A favorable weather window for our trial run to Seymour Narrows finally materialized Friday morning, May 12. With over a year of preparation behind us, we would soon find out if Nice Pear was remotely ready for the R2AK challenge. The forecast was for southeast winds, ranging from 5-18 knots, at various points along the course.
Not surprisingly, we cast off from Oak Bay Marina and motored out into a dying northeast breeze, and an ebb current gradually pushing us toward Juan da Fuca Strait, instead of Haro Strait. We tried sailing for a bit, then went to the trusty Honda 2 hp outboard. About an hour into the voyage, we were able to start sailing, under full main and screacher.
Early on in the Pear Shaped program, we’d debated the wisdom of installing a tiller pilot. Of primary concern was the added weight of a battery and solar charging system. But being doublehanded, we recognized the potential value of having that extra “arm” available, to free the on-watch crew to move about the boat under appropriate conditions.
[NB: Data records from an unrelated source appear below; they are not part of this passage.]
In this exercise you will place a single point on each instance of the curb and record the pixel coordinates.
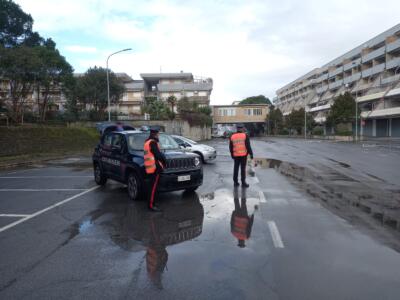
(5, 166)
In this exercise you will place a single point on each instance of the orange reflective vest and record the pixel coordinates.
(149, 159)
(239, 144)
(239, 227)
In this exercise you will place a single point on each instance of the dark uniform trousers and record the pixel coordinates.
(152, 185)
(241, 162)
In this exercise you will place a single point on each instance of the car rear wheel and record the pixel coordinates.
(133, 186)
(191, 190)
(201, 157)
(99, 177)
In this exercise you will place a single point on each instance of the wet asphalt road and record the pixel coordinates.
(77, 241)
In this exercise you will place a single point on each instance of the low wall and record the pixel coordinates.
(339, 138)
(179, 127)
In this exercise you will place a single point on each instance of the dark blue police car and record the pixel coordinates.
(119, 156)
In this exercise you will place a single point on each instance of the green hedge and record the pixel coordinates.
(16, 141)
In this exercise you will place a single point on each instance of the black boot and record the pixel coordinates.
(155, 209)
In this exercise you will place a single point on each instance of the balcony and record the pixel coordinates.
(393, 63)
(374, 70)
(320, 108)
(322, 77)
(335, 72)
(336, 84)
(352, 64)
(322, 89)
(391, 79)
(393, 46)
(374, 54)
(352, 78)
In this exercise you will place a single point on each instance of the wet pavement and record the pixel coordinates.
(273, 240)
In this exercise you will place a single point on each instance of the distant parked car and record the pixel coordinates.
(206, 152)
(106, 127)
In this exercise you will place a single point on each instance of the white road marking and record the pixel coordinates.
(41, 190)
(262, 197)
(33, 177)
(47, 209)
(276, 237)
(14, 215)
(253, 180)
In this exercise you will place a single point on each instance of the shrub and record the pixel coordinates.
(318, 131)
(283, 132)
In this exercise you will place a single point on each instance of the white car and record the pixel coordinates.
(206, 152)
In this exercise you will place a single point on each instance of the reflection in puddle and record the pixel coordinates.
(241, 222)
(180, 221)
(267, 163)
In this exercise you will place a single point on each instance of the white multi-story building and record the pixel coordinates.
(370, 72)
(162, 86)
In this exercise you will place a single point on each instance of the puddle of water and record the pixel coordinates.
(267, 163)
(342, 164)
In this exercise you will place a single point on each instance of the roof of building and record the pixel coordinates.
(135, 85)
(153, 76)
(241, 105)
(177, 87)
(124, 77)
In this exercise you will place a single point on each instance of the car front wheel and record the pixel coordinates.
(133, 186)
(99, 177)
(191, 190)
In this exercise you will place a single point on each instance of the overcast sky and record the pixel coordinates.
(247, 47)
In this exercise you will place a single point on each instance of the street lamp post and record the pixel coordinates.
(305, 121)
(108, 81)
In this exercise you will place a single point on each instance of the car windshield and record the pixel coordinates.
(136, 141)
(188, 140)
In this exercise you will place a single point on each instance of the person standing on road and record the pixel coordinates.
(241, 222)
(154, 162)
(240, 148)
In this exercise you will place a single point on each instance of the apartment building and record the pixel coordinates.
(162, 86)
(159, 85)
(370, 72)
(252, 115)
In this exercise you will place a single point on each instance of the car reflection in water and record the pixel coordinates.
(241, 222)
(180, 221)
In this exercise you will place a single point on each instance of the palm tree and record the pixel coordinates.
(172, 101)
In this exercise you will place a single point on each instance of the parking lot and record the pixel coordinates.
(64, 237)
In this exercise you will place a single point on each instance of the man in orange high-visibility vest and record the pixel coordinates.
(154, 162)
(239, 145)
(241, 222)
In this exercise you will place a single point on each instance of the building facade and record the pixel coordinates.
(159, 85)
(253, 116)
(370, 72)
(162, 86)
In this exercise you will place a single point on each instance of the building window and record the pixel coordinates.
(257, 111)
(227, 112)
(253, 112)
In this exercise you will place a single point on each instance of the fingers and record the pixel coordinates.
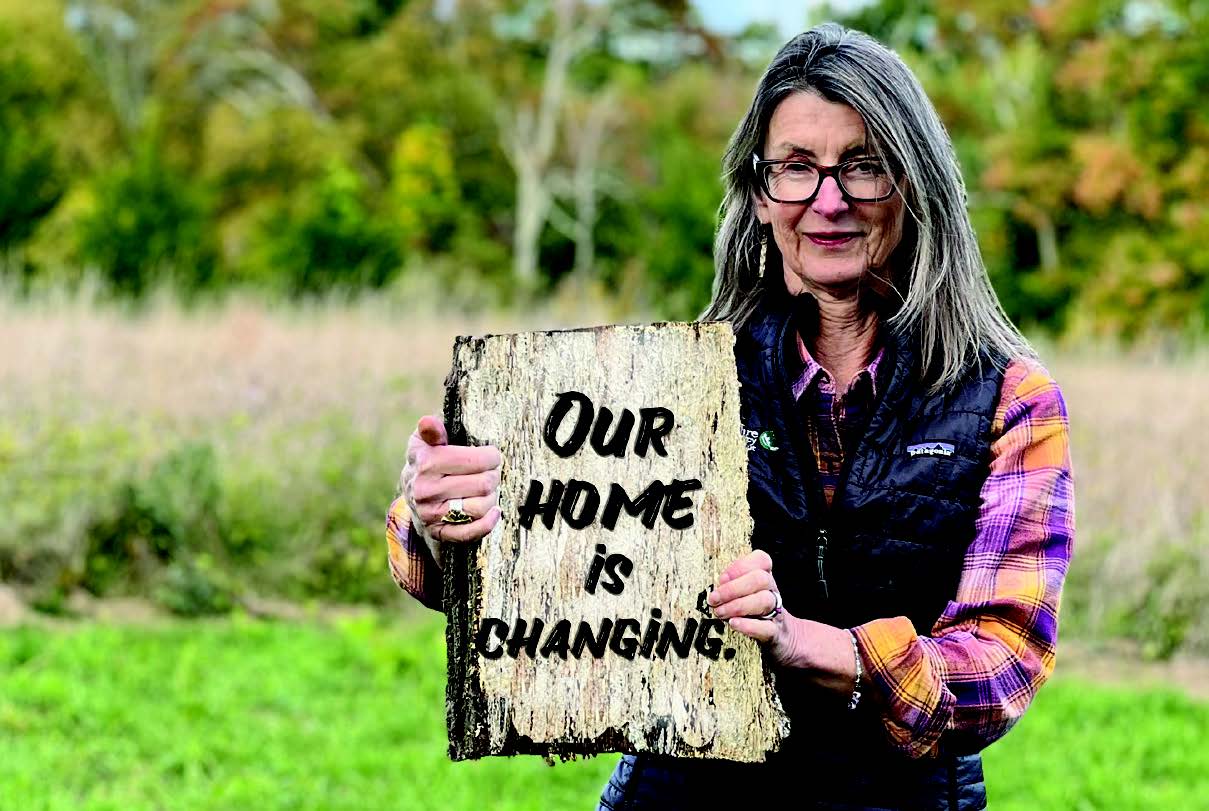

In practice, the Simrad TP-10 immediately proved it’s worth, steering the boat under power while the Canadian and I poured over the wind apps and electronic charts, trying to figure out where we should be going, in light of the less-than-cooperative conditions. For those not following our Facebook posts, the tiller pilot is connected to a 12 volt, 10 amp hour lithium ion battery, from SolaCity. The battery is, in turn, connected to an Aleko 40 watt flexible solar panel, via a Mohoo PWM solar controller, with a 30 amp in-line fuse between the battery and wiring bus bar, to protect the entire set-up. The Aleko panel sits on the foredeck, just ahead of the rope clutches, with the MC4 cabling running through a watertight fitting to the cabin below.
The Simrad TP-10 draws only 0.5 amp hours, under normal usage, and under the limited duty it saw, during the trip, we found the Aleko panel was more than keeping up with the power consumption. One additional note: along with being inexpensive, the Mohoo charge controller features two USB charging ports, that will draw from either the solar panel or the battery. We mounted it just above one of our storage bags, in the cabin, enabling us to charge tablets and mobile phones, while the Goal Zero Venture 30 storage packs charged off the two Nomad 20 watt solar panels on the trampolines. We use the Venture 30s to quick-charge the three Samsung 10.1″ tablets running our Navionics+, SailGrib and wind forecasting apps, at night.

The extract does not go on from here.